With the roll out of 5G, there are new technological benefits emerging beyond speedier web browsing and improved communications. The new super-fast connectivity is about to play a bigger part in technology as we know it, with everything from lights to cars connecting to one another. Experts in the market believe that 5G will be fundamental to the rise of autonomous cars because of their need for a constant low latency connection to the internet and to one another.
5G is offering car manufactures a variety of options for evolving transport especially when it comes to autonomous cars. Although a complicated process, there is a possibility that the rapid-fire connectivity of 5G will make driverless cars a possibility.
The connected car
Although the driverless car could be many years away, the connected car is perhaps where the most progress has been made so far today, in the Internet of things. But what is a connected car? A connected car is one that has its own connection to the internet, usually via a WLAN that allows the car to share internet access and data with other devices. For example, your smartphone could instruct you car’s engine to start remotely or flash its lights.
Connected car, 5G and the future
Connected cars can connect with each other and the road network’s infrastructure. These attributes will become even more important in the development of 5G autonomous cars. The aim is for self-driving cars to use information from cameras and radars to create a 3D digital map of their surroundings as well as communicate with other vehicles so that the vehicle can anticipate their next movements.

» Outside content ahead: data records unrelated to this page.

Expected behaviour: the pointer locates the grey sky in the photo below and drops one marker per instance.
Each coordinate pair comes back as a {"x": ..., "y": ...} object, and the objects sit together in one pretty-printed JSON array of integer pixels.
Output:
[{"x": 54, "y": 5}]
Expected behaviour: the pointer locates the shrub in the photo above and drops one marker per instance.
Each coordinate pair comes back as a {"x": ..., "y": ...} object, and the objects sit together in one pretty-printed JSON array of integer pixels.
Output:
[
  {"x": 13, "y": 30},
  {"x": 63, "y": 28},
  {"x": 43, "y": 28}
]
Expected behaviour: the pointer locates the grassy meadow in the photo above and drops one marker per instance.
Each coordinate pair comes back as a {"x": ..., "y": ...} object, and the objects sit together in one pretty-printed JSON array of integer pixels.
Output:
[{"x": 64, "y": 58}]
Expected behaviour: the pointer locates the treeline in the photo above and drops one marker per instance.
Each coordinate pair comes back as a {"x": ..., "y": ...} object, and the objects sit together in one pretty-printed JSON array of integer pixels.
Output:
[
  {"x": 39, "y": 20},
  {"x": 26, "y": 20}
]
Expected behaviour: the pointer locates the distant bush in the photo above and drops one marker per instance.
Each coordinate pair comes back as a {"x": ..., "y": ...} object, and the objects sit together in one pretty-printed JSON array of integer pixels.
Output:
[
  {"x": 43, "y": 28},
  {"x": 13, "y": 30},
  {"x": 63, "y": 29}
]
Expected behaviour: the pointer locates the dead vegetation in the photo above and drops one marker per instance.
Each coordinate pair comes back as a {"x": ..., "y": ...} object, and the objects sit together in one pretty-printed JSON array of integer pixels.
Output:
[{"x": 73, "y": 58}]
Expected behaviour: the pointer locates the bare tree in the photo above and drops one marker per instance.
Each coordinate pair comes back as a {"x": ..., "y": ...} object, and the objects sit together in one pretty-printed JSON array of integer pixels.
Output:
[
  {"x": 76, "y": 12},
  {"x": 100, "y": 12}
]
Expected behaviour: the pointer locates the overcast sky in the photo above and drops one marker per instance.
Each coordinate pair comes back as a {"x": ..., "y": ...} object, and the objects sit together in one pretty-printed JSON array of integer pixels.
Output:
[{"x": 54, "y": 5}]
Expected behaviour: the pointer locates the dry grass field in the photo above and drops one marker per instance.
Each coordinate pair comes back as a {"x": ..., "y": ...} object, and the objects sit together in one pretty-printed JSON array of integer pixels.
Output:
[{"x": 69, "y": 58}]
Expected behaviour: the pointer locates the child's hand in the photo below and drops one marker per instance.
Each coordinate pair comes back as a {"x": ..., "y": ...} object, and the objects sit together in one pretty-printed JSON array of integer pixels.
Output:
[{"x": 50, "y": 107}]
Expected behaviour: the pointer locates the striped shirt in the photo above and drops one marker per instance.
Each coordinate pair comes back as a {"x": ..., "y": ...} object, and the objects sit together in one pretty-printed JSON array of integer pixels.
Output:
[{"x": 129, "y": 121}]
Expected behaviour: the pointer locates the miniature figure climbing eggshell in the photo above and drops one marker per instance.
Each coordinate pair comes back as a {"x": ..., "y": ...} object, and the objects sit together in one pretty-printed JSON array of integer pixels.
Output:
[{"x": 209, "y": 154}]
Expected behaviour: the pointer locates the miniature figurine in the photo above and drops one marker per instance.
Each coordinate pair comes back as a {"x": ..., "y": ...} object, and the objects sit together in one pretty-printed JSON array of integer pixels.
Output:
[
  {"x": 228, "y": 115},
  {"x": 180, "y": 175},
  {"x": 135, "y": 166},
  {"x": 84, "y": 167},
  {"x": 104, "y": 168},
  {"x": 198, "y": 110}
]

Crucial to progress in making self-driving cars a reality will be extensive research and development. We already have semi-autonomous capabilities that promote safety such as cruise control, blind spot monitoring and automatic emergency breaking however, we are nowhere near self-driving vehicles. There are many businesses driving research forward, and Millbrook Proving Ground has been a testing hotspot for autonomous vehicles for many years. With collaborations from AutoAir and efforts from Universities, there are many businesses carrying out research and trials to make this a possibility. Data driven research is taking place worldwide and even forms part of a €15 million trial of connected and autonomous vehicle testing in Germany.

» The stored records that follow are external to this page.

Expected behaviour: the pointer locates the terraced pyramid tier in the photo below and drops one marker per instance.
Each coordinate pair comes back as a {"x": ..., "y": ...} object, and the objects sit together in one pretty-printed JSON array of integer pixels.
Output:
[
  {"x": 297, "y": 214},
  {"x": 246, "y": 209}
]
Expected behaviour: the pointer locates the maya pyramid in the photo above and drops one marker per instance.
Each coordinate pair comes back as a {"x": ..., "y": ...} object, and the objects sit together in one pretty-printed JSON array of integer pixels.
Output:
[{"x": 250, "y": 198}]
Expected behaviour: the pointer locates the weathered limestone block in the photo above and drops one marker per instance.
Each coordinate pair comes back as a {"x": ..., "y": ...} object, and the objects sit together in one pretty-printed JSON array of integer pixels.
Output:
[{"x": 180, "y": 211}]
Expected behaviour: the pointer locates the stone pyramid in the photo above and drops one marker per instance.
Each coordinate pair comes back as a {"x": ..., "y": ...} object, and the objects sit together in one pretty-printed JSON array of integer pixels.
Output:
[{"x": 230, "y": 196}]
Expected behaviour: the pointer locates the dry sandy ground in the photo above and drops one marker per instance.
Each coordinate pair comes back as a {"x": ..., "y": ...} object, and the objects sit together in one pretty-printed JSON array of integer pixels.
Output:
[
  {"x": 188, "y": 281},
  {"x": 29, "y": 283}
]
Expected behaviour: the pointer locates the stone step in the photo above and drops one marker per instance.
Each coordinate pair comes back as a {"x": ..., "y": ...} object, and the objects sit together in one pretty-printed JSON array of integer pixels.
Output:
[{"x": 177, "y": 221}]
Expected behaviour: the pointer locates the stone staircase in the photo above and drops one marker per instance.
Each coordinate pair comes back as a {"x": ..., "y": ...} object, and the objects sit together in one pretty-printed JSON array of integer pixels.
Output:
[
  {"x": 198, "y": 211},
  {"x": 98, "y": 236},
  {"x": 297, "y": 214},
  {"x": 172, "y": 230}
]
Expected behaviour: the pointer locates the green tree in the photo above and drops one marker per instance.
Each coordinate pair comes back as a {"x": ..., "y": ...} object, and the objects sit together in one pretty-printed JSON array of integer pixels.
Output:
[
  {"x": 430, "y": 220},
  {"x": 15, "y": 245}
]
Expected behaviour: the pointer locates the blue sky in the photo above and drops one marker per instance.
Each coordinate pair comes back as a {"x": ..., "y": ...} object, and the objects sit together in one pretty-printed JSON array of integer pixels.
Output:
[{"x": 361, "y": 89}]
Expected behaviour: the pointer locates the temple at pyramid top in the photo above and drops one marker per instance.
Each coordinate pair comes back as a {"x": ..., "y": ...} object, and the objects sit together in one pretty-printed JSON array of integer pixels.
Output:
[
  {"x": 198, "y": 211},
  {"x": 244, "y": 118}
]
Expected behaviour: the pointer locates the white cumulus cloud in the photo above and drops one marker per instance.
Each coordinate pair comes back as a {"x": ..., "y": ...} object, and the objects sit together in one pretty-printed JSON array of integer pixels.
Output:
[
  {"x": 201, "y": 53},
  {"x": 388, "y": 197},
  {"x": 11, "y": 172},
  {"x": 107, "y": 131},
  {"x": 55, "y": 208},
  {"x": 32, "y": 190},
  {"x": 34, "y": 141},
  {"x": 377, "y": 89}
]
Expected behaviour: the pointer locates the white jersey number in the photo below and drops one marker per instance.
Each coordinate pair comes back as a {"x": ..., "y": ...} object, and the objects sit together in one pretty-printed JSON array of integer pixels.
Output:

The benefits of 5G has recently been demonstrated by BT at the 100th Royal Welsh Agricultural Show, where they have displayed one of the first self-driving pods in the world to be connected to a live 5G network. O2 has also teamed up with the European Space Agency in a bid to develop new tech solutions for 5G powered self-driving cars. The work will be part of the ongoing Project Darwin, which is an ongoing four year initiative designed to speed up self-driving car development.
O2 Chief Operational Officer Derek Manus said, “our approach to this project is part of our wider strategy to collaborate with British businesses, partners and start-ups to unlock the possibilities for customers and wider UK economy.”
Another company working on similar projects is Nvidia who unveiled a new supercomputer designed to help train the AI infrastructure needed to manage and run a fleet of self-driving cars.